Legislation introduced six months ago to combat art trafficking has already boosted Switzerland's standing as a place for dealing in cultural goods, say officials.
The Federal Culture Office says dealers have acted positively to the changes, which were designed to put an end to anonymous trading.
"Cultural goods are definitely no longer easier to import than tomatoes," Andrea Raschèr, head of international and legal matters at the Federal Culture Office, told swissinfo.
"There is more transparency when importing, exporting and storing goods, and there is better collaboration with dealers, museums and customs authorities."
The new legislation, which came into effect on June 1, brought Switzerland into line with the 1970 Unesco Convention against cultural goods trafficking.
In the past the country had earned an unwelcome reputation as a transit point for stolen works of art because of its previous reluctance to tighten laws on the transfer of cultural goods.
Under the new legislation, art dealers and auction houses are obliged to identify who they do business with. They now have to keep accounts of their dealing activities as well as detailed information on goods exchanged.
Raschèr said the reaction among dealers had been "extremely positive", citing an article in the trade magazine Weltkunst which acknowledged that the change had given Switzerland a competitive advantage.
"We're still in the sensitisation and information phase," he said. "But all the signs from inquiries and feedback indicate dealers and auction houses are taking the implementation of due diligence seriously."
Raschèr added that Switzerland's ratification of the Unesco Convention has also been greatly welcomed by the international community.
"You no longer hear the accusations that Switzerland acts as a hub for illegal trading," he said.
A specialist unit at the Federal Culture Office has been monitoring the trade in cultural goods since June to ensure it complies with the new legislation.
Under the new law, cultural goods of unknown origin – which are often stolen – cannot be sold in Switzerland for 30 years. Previously the limit was five years.
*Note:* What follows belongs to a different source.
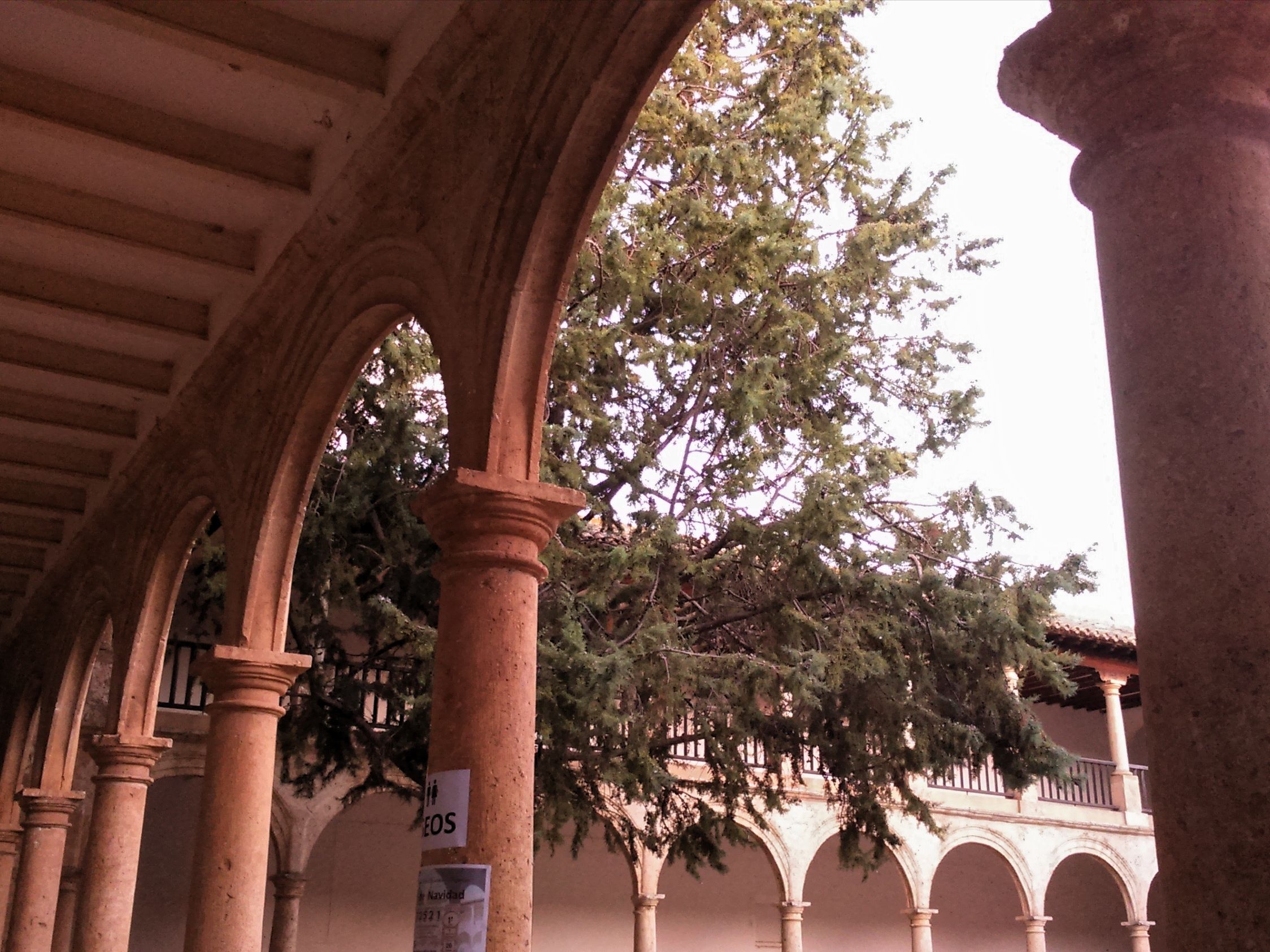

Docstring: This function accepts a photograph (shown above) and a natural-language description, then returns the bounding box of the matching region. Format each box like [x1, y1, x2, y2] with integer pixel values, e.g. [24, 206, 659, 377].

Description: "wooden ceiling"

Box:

However, the law does not apply to works of art whose purchase price is less than SFr5,000 ($3,900).
"The specialist unit's work is divided into three stages," Raschèr explained. "First, informing and sensitising; second, checking imports and exports at customs. The third stage – starting in 2006 – is checking dealers and auction houses."
"The unit works closely with the customs authorities, and packages are checked on a daily basis. But so far no controls on dealers have taken place."
The Federal Culture Office says Switzerland is among the art world's five biggest trade hubs, with a market worth SFr1.5 billion.
"The overall result for Switzerland as a place for dealing in cultural goods has been positive," Raschèr said. "As soon as a country has tighter laws, it is avoided by illegal traders because costs and risks are too high compared with the benefits."
Raschèr added that the law hadn't had a negative effect on turnover because legal goods commanded higher prices.
"When the authenticity of an artefact can be guaranteed, a collector is prepared to pay more for it. The hope is that these clearer rules will move Switzerland up from fifth to fourth place in global trade."
swissinfo, Thomas Stephens
1962: Switzerland ratified The Hague convention for the protection of cultural property in the event of armed conflict.
October 2003: Swiss ratification of the 1970 Unesco convention against illegal trafficking of cultural property.
June 2005: New legislation comes into effect in Switzerland in line with the Unesco convention. It was approved by parliament in 2003.
On June 1, 2005, legislation came into effect obliging art dealers and auction houses to identify customers. Foreign owners of stolen artwork now have 30 years to claim it back.
Switzerland is among the art world's five biggest trade hubs. The import and export of cultural goods is a SFr1.5 billion market in Switzerland.